Reporter: Dityasa H Forddanta | Editor: Sanny Cicilia
JAKARTA. Beban utang turut menahan laju bisnis PT Steady Safe Tbk (SAFE). Total kewajiban SAFE lebih besar ketimbang nilai aset.
Ini yang menyebabkan nilai ekuitas Steady Safe tercatat minus alias mengalami defisiensi modal.
Di akhir September 2015, SAFE mencatatkan total aset hanya senilai Rp 11,44 miliar. Adapun total kewajiban perusahaan transportasi ini mencapai Rp 85,32 miliar. Alhasil, SAFE mencetak defisiensi modal senilai Rp 73,88 miliar.
Manajemen SAFE terus berupaya keluar dari krisis keuangan. Salah satu harapannya, kehadiran moda transportasi Transjakarta.
Lantaran Transjakarta telah menjadi sarana transportasi penting di wilayah Provinsi DKI Jakarta dan sekitarnya, SAFE tidak mau ketinggalan mengintip peluang tersebut. Emiten ini berencana terus menambah armada bus yang dimilikinya.
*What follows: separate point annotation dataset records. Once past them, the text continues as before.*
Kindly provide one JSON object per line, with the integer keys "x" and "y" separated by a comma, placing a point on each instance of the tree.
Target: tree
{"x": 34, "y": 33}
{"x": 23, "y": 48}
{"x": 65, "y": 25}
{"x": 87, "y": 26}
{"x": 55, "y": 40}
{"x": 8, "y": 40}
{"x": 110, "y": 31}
Direktur Utama SAFE John Pieter Sembiring pernah mengemukakan, pihaknya berencana menambah 102 unit bus. Selain untuk kendaraan baru, unit tersebut akan digunakan untuk peremajaan sejumlah kendaraan yang telah mereka operasikan.
"Ini karena Transjakarta bisa menopang kinerja kami," ujar John, beberapa waktu lalu.
Komitmen utang
SAFE perlu mengeluarkan rata-rata dana senilai Rp 2,2 miliar per unit bus. Untuk meremajakan kendaraan tersebut, manajemen Steady Safe mendapatkan komitmen pendanaan dari Samsung C&T Corporation.
Seperti diketahui, Steady Safe mengoperasikan kendaraan bus Transjakarta melalui sejumlah perusahaan konsorsium.
Steady Safe menggenggam kepemilikan 23,8% saham di PT Trans Batavia yang menjadi operator bus Transjakarta untuk koridor 2 dan 3.
Sedangkan di PT Jakarta Mega Trans, Steady Safe menguasai kepemilikan saham 41,18%.
Kemudian di PT Jakarta Trans Metropolitan, SAFE mengantongi kepemilikan saham 19,05%. Berdasarkan laporan keuangan Steady Safe hingga kuartal ketiga tahun lalu, pendapatan yang berasal dari layanan Transjakarta mencapai Rp 8,93 miliar.
Jumlah tersebut merosot 27% dibandingkan pendapatan di periode sama tahun sebelumnya. Yang pasti, pendapatan dari layanan Transjakarta masih menjadi penopang utama kinerja perusahaan.
Kontribusinya sebesar 99% terhadap total pendapatan SAFE. Dengan skema pembayaran per kilometer yang akan diterapkan Pemerintah Provinsi DKI Jakarta, maka kinerja keuangan SAFE diharapkan bisa membaik kembali.
Setidaknya, hal ini telah memberikan kepastian kepada operator bus terkait skema pembayaran yang selama ini masih menjadi polemik. SAFE akan mengoperasikan bus Transjakarta dengan menggunakan beberapa merek.
Jika menggunakan bus maksi merek MAN dibayar sebesar Rp 22.734 per kilometer. Apabila menggunakan bus merek Volvo akan dibayar senilai Rp 22.241 setiap kilometer.
Sumber pemasukan SAFE tampaknya sudah jelas yakni dari layanan Transjakarta. Kini tinggal menyelesaikan persoalan utang.
Sebagaimana diketahui, Steady Safe bakal melunasi utang kepada PT Infiniti Wahana dengan skema debt to equity swap atau mengkonversi utang menjadi saham. Total utang yang akan diubah menjadi saham mencapai Rp 22,33 miliar.
Skema yang akan didahului oleh penambahan modal tanpa Hak Memesan Efek Terlebih Dahulu (Non-HMETD) ini dilakukan lantaran kondisi keuangan SAFE tak memungkinkan untuk membayar kewajibannya ke kreditur.
Apalagi, berdasarkan hasil audit laporan keuangan SAFE per akhir Juni 2015, Steady Safe memiliki modal kerja bersih negatif dan membopong kewajiban melebihi 80% dari nilai aset. Dalam hal ini, manajemen telah mengumumkan, para pemegang saham setuju melakukan rencana tersebut.